10.09.2010 | Politik

Wissenschaftsministerin Beatrix Karl hat mit dem Vorschlag, den Turnus zugunsten einer Approbation nach dem Studium und einer verlängerten Facharztausbildung abzuschaffen, rege Diskussionen ausgelöst. Katharina Gordon, Obfrau der Bundessektion Turnusärzte, erläutert im Interview mit Kurt Markaritzer ihre Position.

ÖÄZ: Die Ärztekammer spricht sich gegen eine Neuregelung aus, die den Absolventen der Medizinischen Universitäten nach Abschluss ihres Studiums die Approbation zusprechen würde. Warum?
Gordon: Für die Ablehnung gibt es gute Gründe. Eine Reform des Medizinstudiums, die Absolventen ohne Turnusausbildung die Approbation verschaffen würde, wäre nichts anderes als die Bildung einer neuen Klasse von Ärzten, billige Systemerhalter ohne Zukunftsperspektive, die unter Umständen zahlreiche Nachteile auf sich nehmen müssten.
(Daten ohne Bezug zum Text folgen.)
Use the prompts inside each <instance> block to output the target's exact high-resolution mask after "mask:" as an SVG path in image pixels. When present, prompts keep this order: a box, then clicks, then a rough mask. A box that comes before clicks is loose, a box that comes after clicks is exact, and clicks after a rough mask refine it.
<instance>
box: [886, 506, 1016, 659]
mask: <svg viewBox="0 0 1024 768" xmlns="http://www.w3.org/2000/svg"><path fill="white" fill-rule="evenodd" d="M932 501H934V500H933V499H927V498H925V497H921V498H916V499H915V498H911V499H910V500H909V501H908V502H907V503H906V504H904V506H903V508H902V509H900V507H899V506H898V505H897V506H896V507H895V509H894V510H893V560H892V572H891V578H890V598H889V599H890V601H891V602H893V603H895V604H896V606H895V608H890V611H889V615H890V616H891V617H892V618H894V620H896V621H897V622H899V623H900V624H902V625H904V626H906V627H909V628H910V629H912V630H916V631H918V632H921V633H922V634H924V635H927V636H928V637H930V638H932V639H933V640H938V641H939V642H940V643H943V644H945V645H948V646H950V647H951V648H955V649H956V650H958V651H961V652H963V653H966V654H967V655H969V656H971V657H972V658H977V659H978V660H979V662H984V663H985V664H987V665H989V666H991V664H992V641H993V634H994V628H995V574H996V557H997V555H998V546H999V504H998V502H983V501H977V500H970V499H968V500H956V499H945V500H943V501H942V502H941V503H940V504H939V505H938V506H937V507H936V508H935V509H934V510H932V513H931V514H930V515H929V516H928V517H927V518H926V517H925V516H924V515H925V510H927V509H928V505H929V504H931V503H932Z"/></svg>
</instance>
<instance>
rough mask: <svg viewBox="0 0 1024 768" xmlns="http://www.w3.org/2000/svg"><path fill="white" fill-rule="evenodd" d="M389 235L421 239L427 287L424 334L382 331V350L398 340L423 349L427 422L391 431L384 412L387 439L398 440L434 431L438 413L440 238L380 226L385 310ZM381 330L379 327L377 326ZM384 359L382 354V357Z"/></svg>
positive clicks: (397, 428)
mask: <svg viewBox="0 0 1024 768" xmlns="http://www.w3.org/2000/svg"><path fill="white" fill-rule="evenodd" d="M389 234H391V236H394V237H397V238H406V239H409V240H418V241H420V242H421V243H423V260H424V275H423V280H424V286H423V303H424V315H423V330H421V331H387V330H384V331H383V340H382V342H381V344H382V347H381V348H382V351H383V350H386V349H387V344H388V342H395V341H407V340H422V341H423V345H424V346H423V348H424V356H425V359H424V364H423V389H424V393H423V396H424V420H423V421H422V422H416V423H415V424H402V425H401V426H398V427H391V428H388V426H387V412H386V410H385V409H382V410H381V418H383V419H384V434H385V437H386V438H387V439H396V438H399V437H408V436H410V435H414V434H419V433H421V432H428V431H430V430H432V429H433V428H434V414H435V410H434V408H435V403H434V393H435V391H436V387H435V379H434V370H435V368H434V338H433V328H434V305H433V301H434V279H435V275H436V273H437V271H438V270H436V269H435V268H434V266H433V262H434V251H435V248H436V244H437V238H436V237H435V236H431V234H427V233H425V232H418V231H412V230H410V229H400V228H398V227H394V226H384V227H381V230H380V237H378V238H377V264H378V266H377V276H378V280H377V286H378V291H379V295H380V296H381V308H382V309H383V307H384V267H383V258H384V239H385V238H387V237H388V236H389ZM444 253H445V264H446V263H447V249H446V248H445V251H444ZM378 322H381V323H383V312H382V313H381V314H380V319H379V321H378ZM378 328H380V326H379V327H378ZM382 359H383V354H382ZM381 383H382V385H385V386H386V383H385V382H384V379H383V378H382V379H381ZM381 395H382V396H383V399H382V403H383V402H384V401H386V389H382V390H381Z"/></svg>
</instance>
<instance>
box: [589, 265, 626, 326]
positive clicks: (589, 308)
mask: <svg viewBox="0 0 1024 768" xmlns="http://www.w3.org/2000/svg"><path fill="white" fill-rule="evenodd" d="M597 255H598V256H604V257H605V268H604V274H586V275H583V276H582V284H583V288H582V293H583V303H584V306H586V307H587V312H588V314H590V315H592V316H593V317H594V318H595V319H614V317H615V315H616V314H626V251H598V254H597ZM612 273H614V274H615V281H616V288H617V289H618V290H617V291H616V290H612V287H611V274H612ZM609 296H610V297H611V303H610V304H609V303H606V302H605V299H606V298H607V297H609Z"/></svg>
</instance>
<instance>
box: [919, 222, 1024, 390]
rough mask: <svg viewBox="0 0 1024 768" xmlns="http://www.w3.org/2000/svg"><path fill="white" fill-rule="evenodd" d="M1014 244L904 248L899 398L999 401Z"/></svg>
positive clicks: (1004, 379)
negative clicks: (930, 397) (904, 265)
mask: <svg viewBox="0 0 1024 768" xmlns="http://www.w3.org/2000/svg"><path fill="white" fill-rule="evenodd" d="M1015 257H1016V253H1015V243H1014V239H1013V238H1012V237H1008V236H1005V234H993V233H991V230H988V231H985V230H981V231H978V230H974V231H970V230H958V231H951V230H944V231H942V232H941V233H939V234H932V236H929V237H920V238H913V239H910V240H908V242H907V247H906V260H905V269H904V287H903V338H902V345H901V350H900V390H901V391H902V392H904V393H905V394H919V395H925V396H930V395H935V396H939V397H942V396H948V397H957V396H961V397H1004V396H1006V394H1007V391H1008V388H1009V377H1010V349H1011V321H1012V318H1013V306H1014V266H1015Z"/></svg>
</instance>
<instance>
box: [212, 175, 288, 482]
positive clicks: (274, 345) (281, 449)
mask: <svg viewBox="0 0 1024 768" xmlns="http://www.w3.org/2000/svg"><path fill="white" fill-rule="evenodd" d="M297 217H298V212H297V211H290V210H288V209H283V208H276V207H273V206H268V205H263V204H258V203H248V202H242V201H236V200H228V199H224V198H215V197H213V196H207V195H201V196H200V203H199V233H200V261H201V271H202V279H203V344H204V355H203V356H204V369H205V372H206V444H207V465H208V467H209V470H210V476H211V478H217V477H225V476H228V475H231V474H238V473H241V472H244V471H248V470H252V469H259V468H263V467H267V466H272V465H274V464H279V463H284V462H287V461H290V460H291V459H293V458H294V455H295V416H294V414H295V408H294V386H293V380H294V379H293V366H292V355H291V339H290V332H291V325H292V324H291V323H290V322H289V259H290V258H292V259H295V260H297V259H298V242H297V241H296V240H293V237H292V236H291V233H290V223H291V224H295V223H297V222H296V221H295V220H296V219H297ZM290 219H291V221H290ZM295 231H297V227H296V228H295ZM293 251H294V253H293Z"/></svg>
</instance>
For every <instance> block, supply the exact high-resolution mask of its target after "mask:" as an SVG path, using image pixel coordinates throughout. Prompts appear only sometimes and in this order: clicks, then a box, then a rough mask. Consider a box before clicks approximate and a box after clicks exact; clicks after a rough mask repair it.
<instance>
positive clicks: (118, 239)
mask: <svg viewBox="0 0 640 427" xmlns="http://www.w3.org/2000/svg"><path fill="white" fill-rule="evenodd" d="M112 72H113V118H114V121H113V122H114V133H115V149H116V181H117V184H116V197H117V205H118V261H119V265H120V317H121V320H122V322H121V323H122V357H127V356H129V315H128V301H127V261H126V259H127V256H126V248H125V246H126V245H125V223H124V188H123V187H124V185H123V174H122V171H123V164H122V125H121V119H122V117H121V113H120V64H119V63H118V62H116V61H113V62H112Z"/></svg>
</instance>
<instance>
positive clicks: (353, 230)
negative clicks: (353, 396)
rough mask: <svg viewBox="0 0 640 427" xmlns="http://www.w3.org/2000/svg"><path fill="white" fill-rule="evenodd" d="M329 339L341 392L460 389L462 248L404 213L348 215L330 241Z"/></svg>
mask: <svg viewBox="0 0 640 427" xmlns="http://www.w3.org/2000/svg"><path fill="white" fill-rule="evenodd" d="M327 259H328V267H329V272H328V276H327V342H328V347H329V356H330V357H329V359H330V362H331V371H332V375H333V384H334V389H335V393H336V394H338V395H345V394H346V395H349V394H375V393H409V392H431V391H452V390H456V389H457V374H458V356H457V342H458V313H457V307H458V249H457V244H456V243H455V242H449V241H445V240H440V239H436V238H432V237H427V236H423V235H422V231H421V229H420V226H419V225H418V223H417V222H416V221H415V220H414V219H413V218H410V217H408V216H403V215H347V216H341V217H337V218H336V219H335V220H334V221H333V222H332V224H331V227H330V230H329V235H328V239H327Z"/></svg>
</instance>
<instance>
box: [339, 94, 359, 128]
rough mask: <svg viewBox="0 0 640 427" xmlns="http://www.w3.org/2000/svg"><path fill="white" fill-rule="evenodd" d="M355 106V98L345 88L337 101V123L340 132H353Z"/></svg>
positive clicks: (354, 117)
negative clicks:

Wo liegen die hauptsächlichen Einwände?
Vor allem wäre rechtlich nicht gesichert, dass die Absolventen der Medizinischen Universität nach ihrem Studium tatsächlich auf eine Ausbildungsstelle kommen. In der Praxis müssten sie in den Spitälern überwiegend Tätigkeiten erledigen, bei denen sie nichts lernen und die derzeit neben der Ausbildung gemacht werden. Im jetzigen System wird bei den Turnusärzten von der Ärztekammer überprüft, ob sie tatsächlich eine Ausbildung erhalten. Diese Kontrolle würde bei der Neuregelung faktisch wegfallen, die Jungärztinnen und Jungärzte wären in der Praxis wohl kaum etwas anderes als disponible Hilfskräfte, die je nach Bedarf hin- und hergeschoben werden. Daran muss man auch im Zusammenhang mit der Tatsache erinnern, dass die Medizin zunehmend weiblich wird, immerhin sind sechs von zehn Turnusärzten Frauen. Gerade bei Frauen besteht aber die Gefahr, dass sie keine Ausbildungsstelle erhalten, sondern im Routinebetrieb landen, nach dem Motto: Die bekommt früher oder später ohnehin ein Kind.

Eine solche Reform wäre für die Mediziner nachteilig?
Die Neuregelung wäre nicht nur für diese Kolleginnen und Kollegen unzumutbar, sondern auch ein entscheidender Nachteil für das gesamte Gesundheitssystem. In Österreich ist wegen der Altersstruktur der Ärzteschaft in absehbarer Zeit mit einem Ärztemangel zu rechnen. Um die altersbedingten Abgänge zu ersetzen wird man gut ausgebildete Ärzte brauchen – und das ist mit dieser Reform nicht zu erreichen.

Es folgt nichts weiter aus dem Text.